She let her voice trail off as she realized how utterly unbelievable anything she could say would sound. Frustrated, she tried again.

“I don’t know what I thought,” she said, “but I really do think that there’s something very wrong with Kate, and I wish that you could get a doctor to check her. Dr. Dodge, couldn’t you examine her, somehow?”

Surely, Annie thought, the creature wouldn’t be able to fool a doctor.

Dr. Dodge shook his head. “You may be right,” he said, “But I’m afraid it’s not my line. I would suggest that both of you might want to talk to your own doctors – I’ll call your sister-in-law later and explain how worried you are, and suggest that, if I may. I can’t examine her myself, though, unless she asks me to. To be honest, Mrs. McGowan, I didn’t see anything strange about her, but then I don’t know her as you do.
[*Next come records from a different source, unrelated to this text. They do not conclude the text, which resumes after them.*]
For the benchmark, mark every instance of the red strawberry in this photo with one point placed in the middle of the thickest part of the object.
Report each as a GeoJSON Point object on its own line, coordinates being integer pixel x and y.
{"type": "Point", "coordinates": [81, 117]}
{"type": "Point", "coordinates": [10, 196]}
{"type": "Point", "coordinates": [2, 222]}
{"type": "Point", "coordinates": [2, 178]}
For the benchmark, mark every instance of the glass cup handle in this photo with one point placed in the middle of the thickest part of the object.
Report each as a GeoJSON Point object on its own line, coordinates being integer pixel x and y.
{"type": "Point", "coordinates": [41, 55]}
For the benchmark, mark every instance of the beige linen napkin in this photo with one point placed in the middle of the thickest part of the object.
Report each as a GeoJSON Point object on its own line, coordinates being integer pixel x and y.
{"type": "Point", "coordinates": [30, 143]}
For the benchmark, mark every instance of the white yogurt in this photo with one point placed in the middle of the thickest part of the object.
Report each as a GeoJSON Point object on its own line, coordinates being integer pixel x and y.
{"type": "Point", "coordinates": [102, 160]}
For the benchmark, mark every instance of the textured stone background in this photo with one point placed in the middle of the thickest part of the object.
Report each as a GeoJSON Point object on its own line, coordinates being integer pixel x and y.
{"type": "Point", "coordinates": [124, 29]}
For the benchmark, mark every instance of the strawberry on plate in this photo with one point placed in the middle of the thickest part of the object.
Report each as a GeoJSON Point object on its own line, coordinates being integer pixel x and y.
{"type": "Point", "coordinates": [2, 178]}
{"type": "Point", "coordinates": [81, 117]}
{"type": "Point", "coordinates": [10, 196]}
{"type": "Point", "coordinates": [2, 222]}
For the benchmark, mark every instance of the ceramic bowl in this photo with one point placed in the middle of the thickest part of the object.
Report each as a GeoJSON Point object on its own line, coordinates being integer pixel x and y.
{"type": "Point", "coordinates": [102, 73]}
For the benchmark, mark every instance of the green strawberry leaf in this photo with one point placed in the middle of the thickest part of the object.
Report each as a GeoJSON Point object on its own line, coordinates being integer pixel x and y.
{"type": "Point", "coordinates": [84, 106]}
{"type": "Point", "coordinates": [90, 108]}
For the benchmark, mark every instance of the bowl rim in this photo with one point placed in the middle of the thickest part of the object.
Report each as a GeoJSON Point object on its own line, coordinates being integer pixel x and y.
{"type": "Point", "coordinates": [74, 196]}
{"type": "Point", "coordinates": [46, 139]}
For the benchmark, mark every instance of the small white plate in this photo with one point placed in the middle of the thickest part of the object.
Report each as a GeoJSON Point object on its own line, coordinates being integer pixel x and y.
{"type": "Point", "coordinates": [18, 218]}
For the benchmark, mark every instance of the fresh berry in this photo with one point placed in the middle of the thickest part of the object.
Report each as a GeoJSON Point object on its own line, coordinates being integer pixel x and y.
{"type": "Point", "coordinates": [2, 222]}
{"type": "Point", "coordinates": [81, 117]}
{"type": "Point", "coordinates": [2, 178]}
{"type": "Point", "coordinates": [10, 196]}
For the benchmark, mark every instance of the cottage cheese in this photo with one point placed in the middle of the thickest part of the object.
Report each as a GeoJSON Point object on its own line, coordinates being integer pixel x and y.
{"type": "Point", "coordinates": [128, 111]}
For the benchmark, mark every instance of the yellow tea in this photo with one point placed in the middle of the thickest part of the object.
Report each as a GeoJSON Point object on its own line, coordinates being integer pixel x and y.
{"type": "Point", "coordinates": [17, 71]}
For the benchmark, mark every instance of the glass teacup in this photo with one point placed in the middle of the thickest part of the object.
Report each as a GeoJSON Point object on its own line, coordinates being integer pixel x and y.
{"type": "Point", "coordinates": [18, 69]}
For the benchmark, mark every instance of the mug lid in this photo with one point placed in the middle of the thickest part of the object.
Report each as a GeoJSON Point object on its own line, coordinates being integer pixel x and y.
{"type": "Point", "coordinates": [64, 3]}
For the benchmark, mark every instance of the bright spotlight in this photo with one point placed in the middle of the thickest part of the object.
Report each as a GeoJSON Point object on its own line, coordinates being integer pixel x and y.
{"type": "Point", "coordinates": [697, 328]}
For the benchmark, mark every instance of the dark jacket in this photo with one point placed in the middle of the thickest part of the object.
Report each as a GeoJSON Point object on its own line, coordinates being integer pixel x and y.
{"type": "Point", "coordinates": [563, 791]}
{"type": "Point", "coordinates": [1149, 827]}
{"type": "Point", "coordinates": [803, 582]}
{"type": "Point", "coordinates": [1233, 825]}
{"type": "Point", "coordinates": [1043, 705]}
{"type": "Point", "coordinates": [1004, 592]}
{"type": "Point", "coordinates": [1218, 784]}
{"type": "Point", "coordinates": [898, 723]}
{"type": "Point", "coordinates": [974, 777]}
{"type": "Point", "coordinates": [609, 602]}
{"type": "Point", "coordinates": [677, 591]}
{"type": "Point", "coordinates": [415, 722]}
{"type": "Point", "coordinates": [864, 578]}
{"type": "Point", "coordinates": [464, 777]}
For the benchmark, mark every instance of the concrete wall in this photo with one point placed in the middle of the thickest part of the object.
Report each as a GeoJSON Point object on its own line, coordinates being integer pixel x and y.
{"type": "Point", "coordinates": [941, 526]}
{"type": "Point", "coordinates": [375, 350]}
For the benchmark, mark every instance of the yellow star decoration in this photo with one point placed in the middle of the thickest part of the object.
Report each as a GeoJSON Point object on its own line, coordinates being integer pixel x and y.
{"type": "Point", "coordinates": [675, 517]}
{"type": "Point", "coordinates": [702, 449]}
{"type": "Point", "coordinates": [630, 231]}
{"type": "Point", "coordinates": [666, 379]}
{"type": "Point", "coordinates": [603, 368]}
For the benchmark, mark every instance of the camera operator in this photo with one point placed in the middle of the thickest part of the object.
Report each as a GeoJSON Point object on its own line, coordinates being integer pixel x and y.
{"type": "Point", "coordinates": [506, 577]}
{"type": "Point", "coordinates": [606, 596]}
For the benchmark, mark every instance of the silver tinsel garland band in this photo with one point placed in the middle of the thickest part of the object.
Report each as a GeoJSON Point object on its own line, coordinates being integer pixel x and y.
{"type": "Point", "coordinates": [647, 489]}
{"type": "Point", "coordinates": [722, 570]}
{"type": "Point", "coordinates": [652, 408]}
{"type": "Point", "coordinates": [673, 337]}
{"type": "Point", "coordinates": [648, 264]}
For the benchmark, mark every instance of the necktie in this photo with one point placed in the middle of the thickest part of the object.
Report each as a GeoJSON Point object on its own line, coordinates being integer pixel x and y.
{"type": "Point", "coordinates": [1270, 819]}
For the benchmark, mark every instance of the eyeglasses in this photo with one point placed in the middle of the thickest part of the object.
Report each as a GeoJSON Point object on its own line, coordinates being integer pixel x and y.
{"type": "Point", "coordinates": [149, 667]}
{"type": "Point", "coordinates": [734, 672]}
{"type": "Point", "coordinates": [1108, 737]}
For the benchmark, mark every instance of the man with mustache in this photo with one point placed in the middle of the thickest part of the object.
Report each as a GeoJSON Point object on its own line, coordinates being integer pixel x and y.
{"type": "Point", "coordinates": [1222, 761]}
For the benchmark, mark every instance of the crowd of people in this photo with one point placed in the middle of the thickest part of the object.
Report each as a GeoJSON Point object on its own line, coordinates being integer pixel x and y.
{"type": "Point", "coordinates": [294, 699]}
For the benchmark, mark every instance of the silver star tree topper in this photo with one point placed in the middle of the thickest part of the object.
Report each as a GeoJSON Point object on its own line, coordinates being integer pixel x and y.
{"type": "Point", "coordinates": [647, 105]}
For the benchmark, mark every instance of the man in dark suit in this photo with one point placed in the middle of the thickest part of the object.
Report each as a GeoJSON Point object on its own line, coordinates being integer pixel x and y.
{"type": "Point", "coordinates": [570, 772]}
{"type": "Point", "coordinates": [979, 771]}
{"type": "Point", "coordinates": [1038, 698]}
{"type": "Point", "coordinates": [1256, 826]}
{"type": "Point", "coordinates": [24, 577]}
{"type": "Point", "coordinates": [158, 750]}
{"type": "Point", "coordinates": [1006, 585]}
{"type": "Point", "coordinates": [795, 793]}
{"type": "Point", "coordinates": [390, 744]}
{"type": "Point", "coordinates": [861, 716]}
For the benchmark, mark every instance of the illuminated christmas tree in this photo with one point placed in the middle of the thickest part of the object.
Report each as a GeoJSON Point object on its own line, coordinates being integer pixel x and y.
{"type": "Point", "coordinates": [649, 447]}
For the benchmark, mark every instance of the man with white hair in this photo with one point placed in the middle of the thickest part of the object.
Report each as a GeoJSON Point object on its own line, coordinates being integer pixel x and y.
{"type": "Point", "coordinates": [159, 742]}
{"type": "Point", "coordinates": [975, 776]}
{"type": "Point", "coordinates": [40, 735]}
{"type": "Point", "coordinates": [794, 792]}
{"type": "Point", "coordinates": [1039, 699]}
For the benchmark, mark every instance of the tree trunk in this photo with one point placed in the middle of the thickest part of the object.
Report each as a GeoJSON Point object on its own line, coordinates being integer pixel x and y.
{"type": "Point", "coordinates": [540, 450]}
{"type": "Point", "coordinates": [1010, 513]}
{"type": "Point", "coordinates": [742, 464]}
It may be that whatever’s changed her, if something really has, has you so upset that you’re not thinking clearly about it. I really think you should both see a physician – but I can’t make either of you do anything you don’t want to, I can only make the suggestion.”

Annie nodded. “Thank you, Doctor,” she said, her voice lifeless.

That was another dead end. That thing would never go near a doctor of its own free will.

No help from the police. No help from doctors. That just left Mr. Smith and his vigilantes.

She wondered how their expedition had gone the day before.

4.

Smith stared at the screen, trying to see why the routine didn’t work. He didn’t hear Einar come up behind him.

“So, Ed,” Einar said suddenly.

Smith started, and his hand hit the keyboard, transforming line 16186 into gibberish.

“How’s it going?” Einar asked. “You over whatever you had last week?”

Smith said, “Uh… oh. Yeah, I guess. Sure, I’m over it.”

What had that line said, anyway? He had lost five characters that he had typed over, or possibly six, and the line had no notation attached that would tell him what it was. He’d always been sloppy about documenting his work.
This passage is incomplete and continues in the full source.